Hypertension in pregnancy: Labetalol extends benefits for pregnancy outcomes

22 Feb 2022 bởiJairia Dela Cruz
Hypertension in pregnancy: Labetalol extends benefits for pregnancy outcomes

Common blood pressure (BP)-lowering medications in pregnancy cut the risk of severe hypertension, but labetalol has the added advantage of reducing the risks of proteinuria or pre-eclampsia and perinatal death, according to the results of a network meta-analysis.

Pooled data from 61 trials of antihypertensives for nonsevere pregnancy hypertension (n=6,923 women) showed that all commonly prescribed BP lowering drugs (labetalol, other β-blockers, methyldopa, calcium channel blockers, and mixed/multidrug therapy) produced around 30–70 percent reduction in the risk of progressing to severe hypertension as compared with placebo or no therapy. [Hypertension 2022;79:614-628]

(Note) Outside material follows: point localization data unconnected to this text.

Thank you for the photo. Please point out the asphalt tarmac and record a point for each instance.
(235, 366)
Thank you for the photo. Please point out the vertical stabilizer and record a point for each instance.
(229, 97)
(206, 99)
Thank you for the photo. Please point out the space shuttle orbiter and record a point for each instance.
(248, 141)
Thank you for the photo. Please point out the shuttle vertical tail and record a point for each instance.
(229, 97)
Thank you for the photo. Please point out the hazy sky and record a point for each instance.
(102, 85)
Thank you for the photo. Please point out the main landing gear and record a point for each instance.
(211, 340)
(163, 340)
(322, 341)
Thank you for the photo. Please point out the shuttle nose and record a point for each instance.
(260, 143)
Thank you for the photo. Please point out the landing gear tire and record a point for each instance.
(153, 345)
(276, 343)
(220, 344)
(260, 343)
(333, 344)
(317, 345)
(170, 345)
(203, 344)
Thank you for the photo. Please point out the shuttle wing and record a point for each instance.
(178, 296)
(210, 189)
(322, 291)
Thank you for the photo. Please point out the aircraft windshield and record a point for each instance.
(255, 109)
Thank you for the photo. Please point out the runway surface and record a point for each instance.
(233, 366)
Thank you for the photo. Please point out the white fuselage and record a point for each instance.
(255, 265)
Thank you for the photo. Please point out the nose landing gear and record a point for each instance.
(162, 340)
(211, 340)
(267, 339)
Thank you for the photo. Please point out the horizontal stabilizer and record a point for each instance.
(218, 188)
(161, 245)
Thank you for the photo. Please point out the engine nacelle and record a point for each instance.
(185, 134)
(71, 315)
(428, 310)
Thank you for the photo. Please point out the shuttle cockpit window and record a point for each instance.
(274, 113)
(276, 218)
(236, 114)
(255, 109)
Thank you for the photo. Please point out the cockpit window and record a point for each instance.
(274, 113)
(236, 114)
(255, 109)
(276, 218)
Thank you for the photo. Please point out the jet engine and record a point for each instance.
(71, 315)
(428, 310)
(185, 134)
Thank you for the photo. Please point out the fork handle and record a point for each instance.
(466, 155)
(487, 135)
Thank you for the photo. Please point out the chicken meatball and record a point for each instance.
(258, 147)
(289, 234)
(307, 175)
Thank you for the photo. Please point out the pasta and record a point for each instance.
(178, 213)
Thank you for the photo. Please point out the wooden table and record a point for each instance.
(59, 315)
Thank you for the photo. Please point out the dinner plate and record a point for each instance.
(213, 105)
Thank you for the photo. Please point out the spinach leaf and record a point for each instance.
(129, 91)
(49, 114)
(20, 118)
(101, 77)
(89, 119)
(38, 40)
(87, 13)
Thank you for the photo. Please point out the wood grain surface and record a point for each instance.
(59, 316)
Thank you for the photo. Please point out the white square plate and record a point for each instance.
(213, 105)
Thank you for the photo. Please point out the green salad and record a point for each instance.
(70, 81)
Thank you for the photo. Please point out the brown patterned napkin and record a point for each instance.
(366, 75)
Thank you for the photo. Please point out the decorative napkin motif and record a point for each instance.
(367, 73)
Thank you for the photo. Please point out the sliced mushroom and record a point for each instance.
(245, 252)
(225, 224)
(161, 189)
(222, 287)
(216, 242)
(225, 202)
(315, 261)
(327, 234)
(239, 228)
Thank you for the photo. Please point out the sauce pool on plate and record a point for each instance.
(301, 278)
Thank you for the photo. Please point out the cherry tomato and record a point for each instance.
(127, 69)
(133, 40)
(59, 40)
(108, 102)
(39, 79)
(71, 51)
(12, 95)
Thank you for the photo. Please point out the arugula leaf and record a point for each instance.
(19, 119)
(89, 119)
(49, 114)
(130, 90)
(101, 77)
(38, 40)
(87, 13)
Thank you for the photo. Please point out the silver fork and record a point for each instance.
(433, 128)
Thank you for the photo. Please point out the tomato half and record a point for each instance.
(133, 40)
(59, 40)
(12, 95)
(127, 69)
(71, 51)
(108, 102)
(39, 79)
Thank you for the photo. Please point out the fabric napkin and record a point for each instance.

There was no indication that one drug, whether used alone or in combination, was different from another with regard to preventing progression to severe hypertension, the investigators noted.

Meanwhile, labetalol was the sole BP-lowering drug to yield a beneficial effect on maternal and perinatal outcomes. Its use lowered the likelihood of proteinuria/pre-eclampsia by 27 percent (odds ratio [OR], 0.73, 95 percent credible interval [CrI], 0.54–0.99) and foetal/newborn death by 46 percent (OR, 0.54, 95 percent CrI, 0.30–0.98) compared with placebo or no therapy.

When compared with other drugs, the odds of proteinuria/pre-eclampsia decreased by more than 30 percent with labetalol vs methyldopa (OR, 0.66, 95 percent CrI, 0.44–0.99) and calcium channel blockers (OR, 0.63, 95 percent CrI, 0.41–0.96).

No other differences were identified, although credible intervals were wide, the investigators acknowledged. “Trial sequential analysis indicated that 2,500 to 10,000 women per arm (severe hypertension or safety outcomes) to >15,000 per arm (foetal/newborn death) would be required to provide definitive evidence.”

Suitable first-line therapy

That BP-lowering drugs outperform placebo/no therapy by a large margin does not come as a surprise, according to the investigators. In fact, many national and international guidelines now recommend that clinicians prescribe antihypertensives to women to normalize BP in pregnancy. [Am J Obstet Gynecol 2020;doi:10.1016/j.ajog.2020.08.018]

“Our findings are consistent with traditional meta-analysis that has refuted an association between β-blockers and foetal growth restriction. Notwithstanding, concerns about atenolol remain; this drug was not analysed separately from β-blockers in [the present analysis] but was in another that examined antihypertensives for treatment of chronic hypertension in pregnancy, showing an association with small for gestational age (SGA),” the investigators said. [Am J Obstet Gynecol 2020;223:525-537]

“[Despite the] neonatal concerns, it may be reasonable to recommend first-line therapy with labetalol, given the additional potential benefits of reduced proteinuria/pre-eclampsia and perinatal death,” they noted. [https://www.nice.org.uk/guidance/ng133] 

Other reasonable choices include β-blockers, calcium channel blockers, labetalol, methyldopa, or multi-drug therapy. These choices, according to the investigators, increase the possibility that a hypertensive pregnant woman, regardless of the care setting, will have access to a BP-lowering drug.

The study has several limitations, such as the inclusion of >20-year-old trials. Just the same, the present data suggest that “clinicians can individualize antihypertensive therapy in pregnancy by choosing from among those most commonly recommended until comprehensive information can be gathered from real-world care,” the investigators said.